After the war, he said, the lack of a diploma bothered him. He obtained the necessary literature books from the school district and tried to study them on his own, but he gave up, saying they were "the most boring thing I ever saw," and too difficult to plow through alone.
Cusick said the diploma will be one of his most prized possessions.
Much meaning: Hobaugh, who was a high school student in Armstrong County, said he, too, realized he would be called to the military and quit high school before being drafted shortly afterward.
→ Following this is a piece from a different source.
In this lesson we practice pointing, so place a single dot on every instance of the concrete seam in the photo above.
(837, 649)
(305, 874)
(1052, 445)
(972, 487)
He said that though he did earn a GED, his new diploma "means an awful lot" to him, more he thinks, than "those who got it at the right time."
Hobaugh was a corporal in what was the Army Air Force, serving as a mechanic on airplanes and engines.
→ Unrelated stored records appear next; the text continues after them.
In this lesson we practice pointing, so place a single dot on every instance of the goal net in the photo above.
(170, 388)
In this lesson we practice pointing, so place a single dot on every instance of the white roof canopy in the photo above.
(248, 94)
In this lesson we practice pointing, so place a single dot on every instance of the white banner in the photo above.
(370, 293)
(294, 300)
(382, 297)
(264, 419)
Drafted in school: Krichko, who was drafted during his senior year at Hickory, said school officials were supposed to give him a diploma but never did.
A private first class in the Army's 286th Joint Assault Signal Corps, he went to work at Westinghouse after the war, and he was there more than 40 years.
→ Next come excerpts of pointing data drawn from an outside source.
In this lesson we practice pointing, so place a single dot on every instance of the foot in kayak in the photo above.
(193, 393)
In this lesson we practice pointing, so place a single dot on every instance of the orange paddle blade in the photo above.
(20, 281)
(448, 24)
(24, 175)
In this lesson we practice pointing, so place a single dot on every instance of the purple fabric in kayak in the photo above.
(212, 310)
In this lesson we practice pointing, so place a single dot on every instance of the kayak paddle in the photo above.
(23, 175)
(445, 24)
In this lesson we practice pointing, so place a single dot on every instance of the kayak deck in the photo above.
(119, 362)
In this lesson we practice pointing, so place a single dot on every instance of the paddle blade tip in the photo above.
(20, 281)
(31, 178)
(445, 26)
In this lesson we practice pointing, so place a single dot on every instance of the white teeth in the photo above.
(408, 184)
Krichko said he will take his diploma home, "put it on the wall and look at it."
Change in law: Superintendent Karen Ionta said the event was made possible by a change in state law in June, 2001, when then-Gov. Tom Ridge signed "Operation Recognition," a law that allows Pennsylvania school districts to award diplomas to honorably discharged World War II veterans.
Giving the keynote address Monday was Maj. Grey Berrier, of the National Guard's 107th Field Artillery based in New Castle.
He told the group of about 800 high-schoolers and local veterans that the three diploma recipients represent "what has been called in America our greatest generation."
He said veterans have paid for American Constitutional rights with their "blood, sweat and tears."
"Freedom isn't free," he said. "It comes with a price." He said students who don't know what to say to veterans should simply say thank you.
He added, "Take the time to talk to them. Let them know you appreciate their service."
Patriotic music: The program included patriotic selections from the Hickory High School bands and Chamber Singers. Second-graders from Artman Elementary, dressed in sailor outfits, also sang "We Love the USA." The color guard from the Hermitage VFW took part.
Mrs. Ionta said after the program that the district would like to offer the program every year and invited other veterans who did not receive diplomas to contact the school district.